Case Study Noble Group Teil 2: Dubioses Acquisition Accounting

Inhalt

Noble Group Accounting Fraud

Im ersten Teil der Fallstudie zur Noble Group hatte ich euch erläutert, wie das Unternehmen die fairen Werte langfristiger Lieferverträge bzw. zukünftiger Abnahmeverpflichtungen ganz bewusst zu hoch ansetzte und so regelmäßig außerordentliche Gewinne, so genannte Fair Value Gains, verbuchen konnte. Tatsächlich war dies aber nicht die einzige fragwürdige Accountingtechnik, die das Unternehmen anwandte, um regelmäßig Gewinne ausweisen zu können (bzw. keine Verluste ausweisen zu müssen).

In diesem zweiten Teil der Fallstudie zur Noble Group möchte ich daher nun gerne auf einen zweiten wesentlichen Aspekt eingehen: Das doch recht dubiose Acquisition Accounting / Accounting von Beteiligungen.


Dubioses Acquisition Accounting der Noble Group

Auch dieser zweite Hebel, den die Noble Group nutzte, um ein konsistent positives Ergebnis auszuweisen (bzw. ein negatives zu vermeiden), hat in gewisser Weise etwas mit dem Fair Value Accounting zu tun. Im Speziellen geht es hier um die Behandlung und das Accounting bestimmter Beteiligungen.

Nochmal eine kurze Wiederauffrischung: Im Gegensatz zu vielen anderen Vermögenswerten – unter anderem auch langfristig angelegten Investments – werden insbesondere die Beteiligungen an assoziierte Unternehmen (euch vielleicht auch geläufig als At-Equity Beteiligungen) nicht zum beizulegenden Zeitwert bzw. zum fairen Wert, sondern stattdessen zu den fortgeführten Anschaffungskosten bewertet.

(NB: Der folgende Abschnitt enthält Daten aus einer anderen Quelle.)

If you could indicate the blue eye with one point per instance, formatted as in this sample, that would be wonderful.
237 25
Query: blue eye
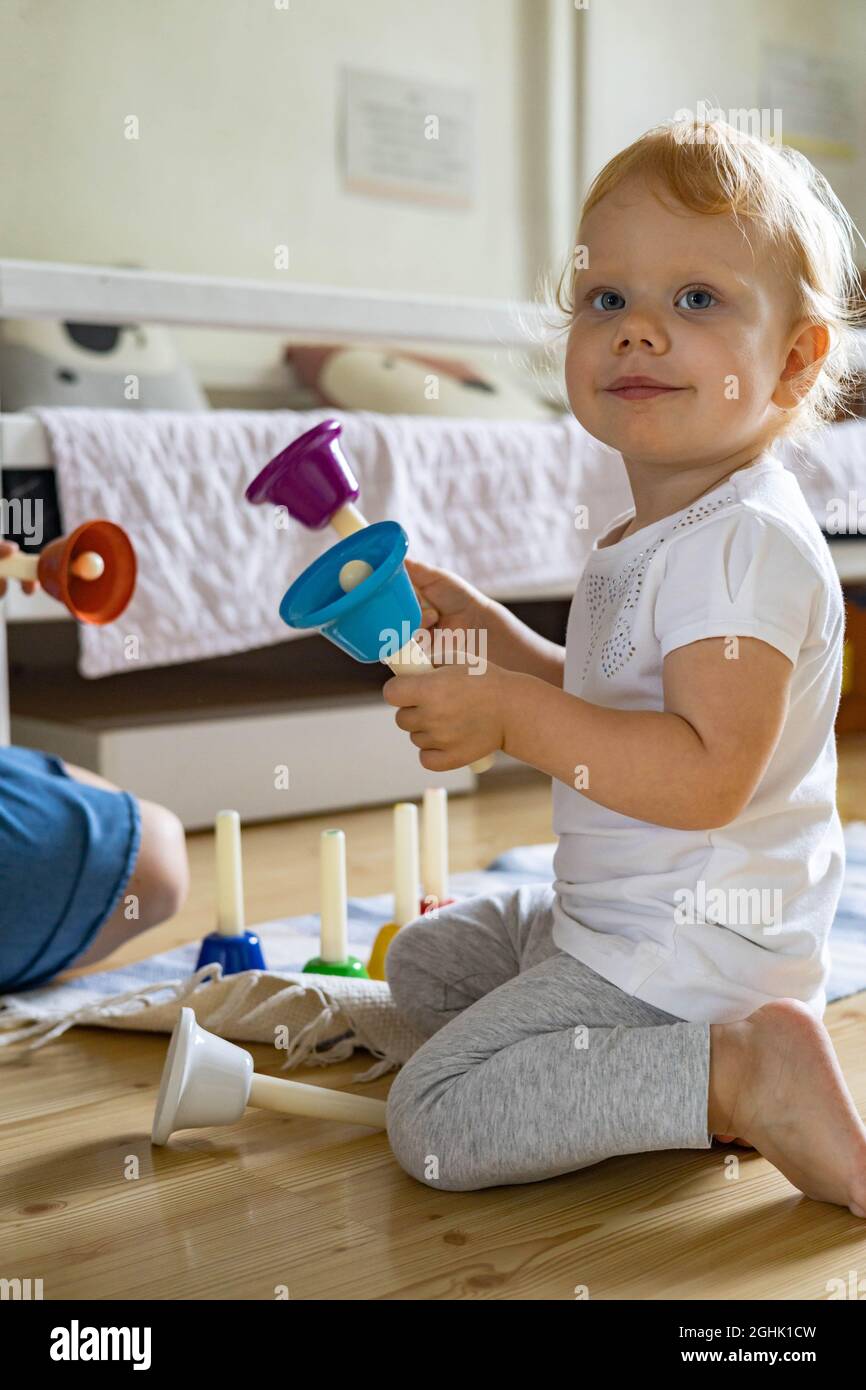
609 293
691 293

Allerdings muss auch hier ein jährlicher Impairment Test zur Überprüfung der Werthaltigkeit des Goodwill und der Vermögenswerte durchgeführt werden.

Darüber hinaus gilt für eine Klassifizierung als At Equity Beteiligung die Voraussetzung, dass das beteiligte Unternehmen zu einem gewissen Grad Kontrolle über die Beteiligung ausüben kann. Dies ist typischerweise bei einem Besitzanteil zwischen 20-50% der Fall. Die Assoziierung kann aber auch bei geringeren Beteiligungen greifen, wenn bestimmte Anhaltspunkte dafür vorliegen. Solche konkreten Anhaltspunkte können z.B. eine Repräsentation im Aufsichtsrat oder eine Mitwirkung an der Geschäftspolitik der Beteiligung sein.

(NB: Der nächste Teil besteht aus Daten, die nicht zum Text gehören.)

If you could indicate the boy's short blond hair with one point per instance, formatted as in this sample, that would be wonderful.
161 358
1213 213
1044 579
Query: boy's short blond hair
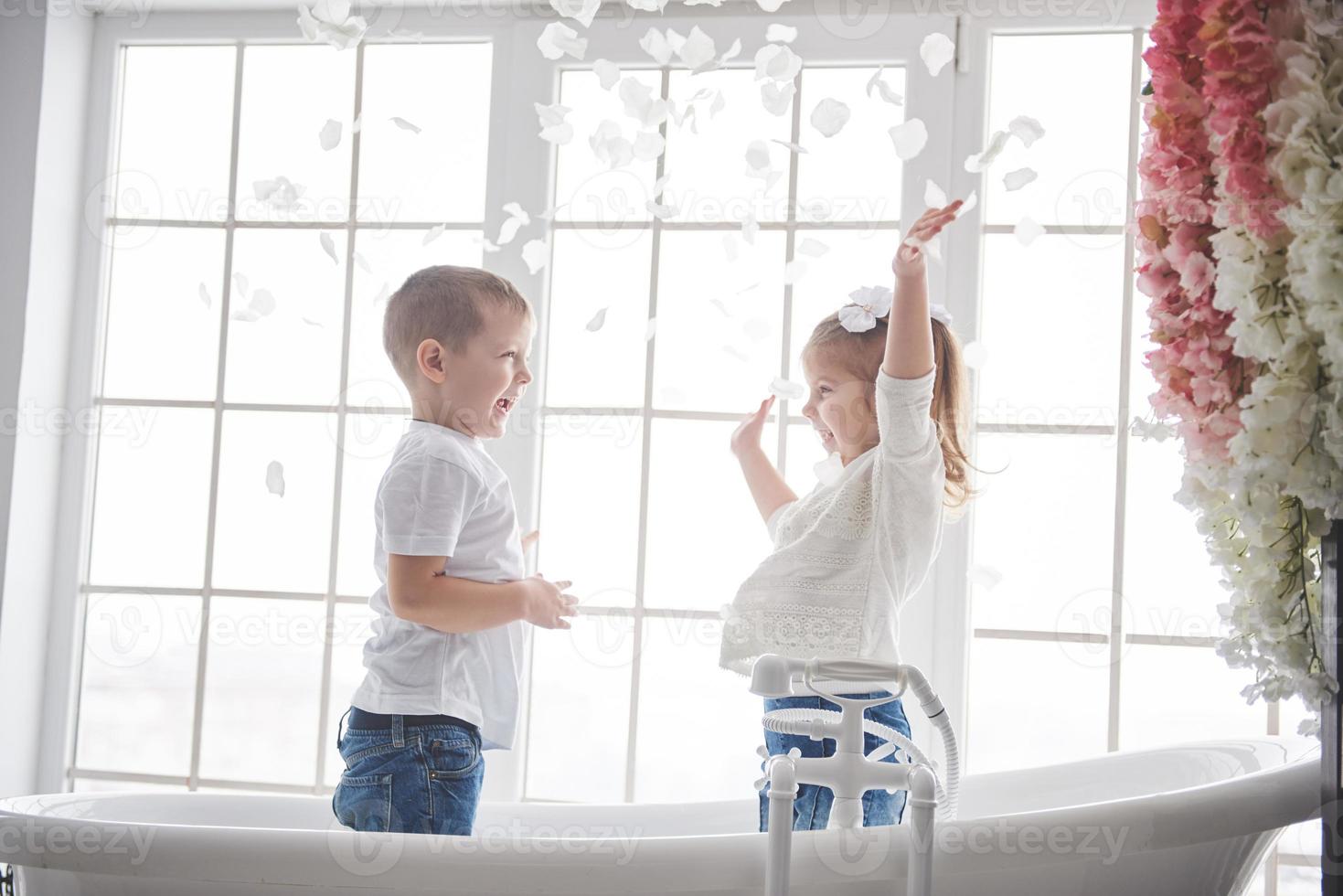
442 303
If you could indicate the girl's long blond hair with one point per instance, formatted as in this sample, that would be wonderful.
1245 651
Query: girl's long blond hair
861 354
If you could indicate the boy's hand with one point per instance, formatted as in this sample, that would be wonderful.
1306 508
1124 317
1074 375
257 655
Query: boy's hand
747 435
910 257
544 602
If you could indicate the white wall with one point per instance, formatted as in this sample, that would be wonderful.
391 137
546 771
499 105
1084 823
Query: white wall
43 96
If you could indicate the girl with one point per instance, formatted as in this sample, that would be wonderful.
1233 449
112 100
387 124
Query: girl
885 389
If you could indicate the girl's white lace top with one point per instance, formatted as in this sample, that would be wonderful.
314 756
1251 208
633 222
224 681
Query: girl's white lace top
852 551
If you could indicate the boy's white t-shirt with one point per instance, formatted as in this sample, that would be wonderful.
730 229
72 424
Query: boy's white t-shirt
443 496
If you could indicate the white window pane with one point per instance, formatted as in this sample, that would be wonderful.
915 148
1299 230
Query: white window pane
1044 523
157 318
176 132
1170 583
289 94
265 540
392 255
698 724
369 441
1011 726
590 506
351 627
1082 157
291 355
139 687
719 323
853 258
1173 693
708 168
598 272
1033 329
805 452
836 174
438 174
100 786
152 496
581 673
587 188
704 531
263 672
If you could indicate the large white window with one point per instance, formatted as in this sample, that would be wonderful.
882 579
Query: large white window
246 409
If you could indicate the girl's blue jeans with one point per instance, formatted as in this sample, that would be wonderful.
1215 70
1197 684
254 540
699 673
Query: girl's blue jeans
812 807
409 778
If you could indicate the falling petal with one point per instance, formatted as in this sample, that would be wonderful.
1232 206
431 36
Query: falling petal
656 45
1018 179
776 97
829 469
535 254
559 39
786 389
329 134
813 248
607 73
275 478
936 51
578 10
1028 229
553 128
884 89
979 162
1028 129
986 577
933 195
328 245
778 62
829 117
910 139
698 51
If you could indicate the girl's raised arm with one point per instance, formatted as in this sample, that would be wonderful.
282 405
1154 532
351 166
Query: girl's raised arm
908 331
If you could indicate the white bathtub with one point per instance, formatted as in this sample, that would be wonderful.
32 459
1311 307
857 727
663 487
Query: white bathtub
1188 819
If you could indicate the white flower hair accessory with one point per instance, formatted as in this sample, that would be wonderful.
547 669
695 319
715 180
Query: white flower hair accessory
870 303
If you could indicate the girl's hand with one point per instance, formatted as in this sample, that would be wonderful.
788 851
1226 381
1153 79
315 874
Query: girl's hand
910 260
747 435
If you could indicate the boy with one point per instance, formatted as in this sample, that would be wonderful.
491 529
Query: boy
444 660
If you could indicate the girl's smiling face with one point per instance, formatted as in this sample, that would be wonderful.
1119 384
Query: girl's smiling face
838 406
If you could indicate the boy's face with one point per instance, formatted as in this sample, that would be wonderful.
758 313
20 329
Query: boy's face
483 383
837 406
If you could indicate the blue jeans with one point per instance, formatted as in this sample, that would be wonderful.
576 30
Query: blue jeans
409 778
812 807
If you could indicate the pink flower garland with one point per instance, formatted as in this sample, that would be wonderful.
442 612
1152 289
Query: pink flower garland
1239 74
1199 379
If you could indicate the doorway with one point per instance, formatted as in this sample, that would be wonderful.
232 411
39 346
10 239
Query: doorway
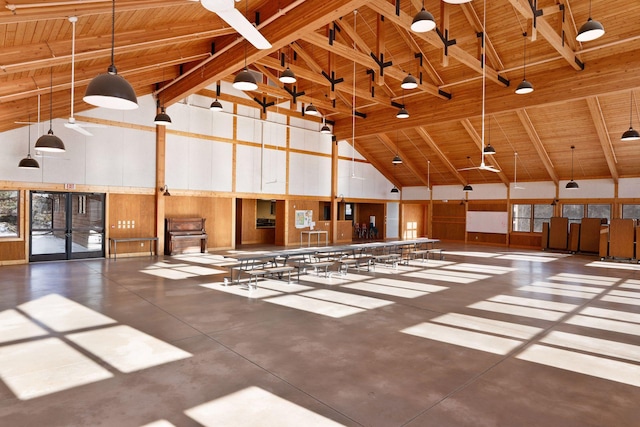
66 226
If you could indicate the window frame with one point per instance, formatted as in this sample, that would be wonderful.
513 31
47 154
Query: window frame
19 205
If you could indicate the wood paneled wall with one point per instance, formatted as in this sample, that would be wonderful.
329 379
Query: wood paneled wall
131 215
448 221
414 220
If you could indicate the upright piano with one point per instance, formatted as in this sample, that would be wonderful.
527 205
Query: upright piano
184 235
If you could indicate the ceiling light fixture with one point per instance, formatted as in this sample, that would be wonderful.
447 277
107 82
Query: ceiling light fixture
409 82
572 185
525 86
216 105
49 142
162 118
423 21
631 134
468 186
244 80
311 110
110 90
590 30
29 162
325 129
287 76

Die Noble Group hatte nun eine ganz Reihe an At Equity Beteiligungen auf der Bilanz. Schauen wir uns das Accounting dieser Beteiligungen einmal anhand einiger Beispiele an, speziell im Hinblick auf den angesetzten Wert der Beteiligungen und die tatsächlichen Einflussmöglichkeiten.

Kleine Randnotiz: Für weitere Details zur Mechanik empfehle ich euch übrigens das Lesen des DIY Investor Artikels zum Thema At Equity Konsolidierung. Da wird alles nochmal etwas detaillierter erläutert.


Acquisition Accounting Noble Group: Beispiel Yancoal

Yancoal Australia war bzw. ist ein börsennotierter australischer Kohleförderer. Stand 2015 hielt Noble ca. 13 % an Yancoal und klassifizierte das Unternehmen in seiner Bilanz dennoch als assoziiertes Unternehmen bzw. als At Equity Beteiligung.

Dieser 13%ige Anteil kam in 2012 durch den Merger zwischen Yancoal Australia und Gloucester Coal zustande (ein Reverse Merger in dessen Zuge Yancoal Australia an der ASX gelistet wurde). Noble war bis zum Zusammenschluss mit ca. 64% (entsprach ca. 130 Mio. Aktien) der mit Abstand größte Anteilseigner von Gloucester Coal und erhielt als Kompensation eine Kombination aus neuen Yancoal-Aktien und Cash:

  • 130 Mio. Aktien aus insgesamt 994 Mio. Aktien der neuen Yancoal Australia Ltd. (= ca. 13%)
  • 3,15 AUD/Aktie für ca. 130 Mio. Gloucester Aktien = ~410 Mio. AUD in Cash

Zur Info: Der australische Dollar (AUD) – die Berichtswährung von Yancoal – und der US-Dollar (USD) – die Berichtswährung der Noble Group – waren zur damaligen Zeit ungefähr gleich viel wert, weshalb wir für die angestellten Vergleiche hier keine großen Umrechnungen durchzuführen brauchen.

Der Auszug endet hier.